In 1984, the telethon hit the big time with the appearance of Sammy Davis Jr., and the many stars he brought with him. The telethon was named the Sammy Davis Jr. Variety Telethon in his honor.

In 1996 implemented the Bikes for Kids campaign. It began as a new outreach program providing children the opportunity to receive new bikes, helmets, and locks. The first year, Variety gave away 100 bikes. As of 2012 Variety the Children’s Charity of St. Louis has given away 3,000 bikes.

Variety presented to St. Louis a $2 million gift for it’s first inclusive public playground in 2005. This historic gift was officially named the Dennis and Judith Jones Variety Wonderland and is located by the Visitor Center.

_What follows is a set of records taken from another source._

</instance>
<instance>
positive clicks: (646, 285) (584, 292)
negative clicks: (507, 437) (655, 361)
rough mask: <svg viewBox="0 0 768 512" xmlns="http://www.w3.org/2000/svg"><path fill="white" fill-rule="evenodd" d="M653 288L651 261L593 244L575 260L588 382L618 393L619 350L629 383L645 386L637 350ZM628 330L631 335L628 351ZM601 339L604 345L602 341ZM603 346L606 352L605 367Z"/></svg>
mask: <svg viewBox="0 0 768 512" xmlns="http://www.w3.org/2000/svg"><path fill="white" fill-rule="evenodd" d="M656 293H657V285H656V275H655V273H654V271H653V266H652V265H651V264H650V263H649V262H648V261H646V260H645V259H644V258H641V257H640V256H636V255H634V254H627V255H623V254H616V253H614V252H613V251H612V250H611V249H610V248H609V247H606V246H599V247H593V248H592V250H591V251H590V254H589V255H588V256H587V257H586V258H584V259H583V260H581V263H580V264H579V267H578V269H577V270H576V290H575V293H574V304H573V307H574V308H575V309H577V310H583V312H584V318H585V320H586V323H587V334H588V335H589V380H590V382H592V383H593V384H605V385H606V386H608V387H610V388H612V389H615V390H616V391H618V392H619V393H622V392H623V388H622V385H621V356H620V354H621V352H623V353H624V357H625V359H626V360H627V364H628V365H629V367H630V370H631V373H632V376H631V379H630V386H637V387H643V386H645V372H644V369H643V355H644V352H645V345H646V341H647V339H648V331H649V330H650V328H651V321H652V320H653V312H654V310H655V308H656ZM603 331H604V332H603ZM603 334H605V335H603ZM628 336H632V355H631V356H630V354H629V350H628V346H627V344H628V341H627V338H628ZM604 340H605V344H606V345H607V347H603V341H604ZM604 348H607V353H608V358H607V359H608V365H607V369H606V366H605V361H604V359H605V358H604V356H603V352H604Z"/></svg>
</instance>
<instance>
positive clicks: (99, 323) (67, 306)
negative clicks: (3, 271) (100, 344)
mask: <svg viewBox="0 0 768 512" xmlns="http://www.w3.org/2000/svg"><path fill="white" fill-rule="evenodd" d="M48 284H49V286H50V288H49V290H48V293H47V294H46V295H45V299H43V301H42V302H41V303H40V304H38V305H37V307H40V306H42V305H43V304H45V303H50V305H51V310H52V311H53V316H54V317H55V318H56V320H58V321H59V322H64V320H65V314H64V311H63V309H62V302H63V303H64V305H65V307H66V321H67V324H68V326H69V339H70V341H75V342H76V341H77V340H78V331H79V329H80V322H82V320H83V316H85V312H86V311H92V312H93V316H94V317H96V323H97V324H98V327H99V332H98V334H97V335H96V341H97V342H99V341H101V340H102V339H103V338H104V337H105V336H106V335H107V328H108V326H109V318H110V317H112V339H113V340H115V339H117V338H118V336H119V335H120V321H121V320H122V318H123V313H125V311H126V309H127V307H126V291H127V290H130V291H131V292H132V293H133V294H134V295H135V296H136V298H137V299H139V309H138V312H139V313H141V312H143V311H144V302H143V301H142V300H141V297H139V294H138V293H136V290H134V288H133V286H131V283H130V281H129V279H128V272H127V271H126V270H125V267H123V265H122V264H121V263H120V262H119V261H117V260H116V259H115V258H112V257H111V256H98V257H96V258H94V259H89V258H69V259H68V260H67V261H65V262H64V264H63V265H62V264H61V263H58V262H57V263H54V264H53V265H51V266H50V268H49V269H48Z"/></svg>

Variety Children’s Chorus began in 2000 Children’s Theatre grew out of Variety Chorus in 2009, and consists of children with all abilities, equity actors, performing in a classical musical theatre production each year. In 2013 Variety Children’s Theatre produced “Peter Pan” to a packed house. Five performances were held with a total of 6,299 tickets sold. There are three groups of Variety children with disabilities that this project hopes to impact: those that are on stage; those teens that are interning with the designers and directors; and those children with disabilities that are attending. We had 30 Variety Kids involved with the show.

Charity Navigator gave Variety the Children’s Charity of St. Louis the highest rating of 4 stars in 2013. Variety has also earned Guide Star’s Gold Rating, and the 20 Standards for the BBB Wise Giving Alliance that donors can reference to check the mission, legitimacy, impact, reputation, finances, programs, transparency and governance of charities.

In 2013, Variety International awarded St Louis Variety with the highest award, the Gold Heart. The criteria for the Gold Heart Award included: programs, innovation, financial stability and growth. St. Louis competed against 40 chapters in 11 countries. Today, Variety the Children’s Charity of St. Louis has raised over $92 million since 1932 and helped over 1.2 million local children with disabilities reach their potential.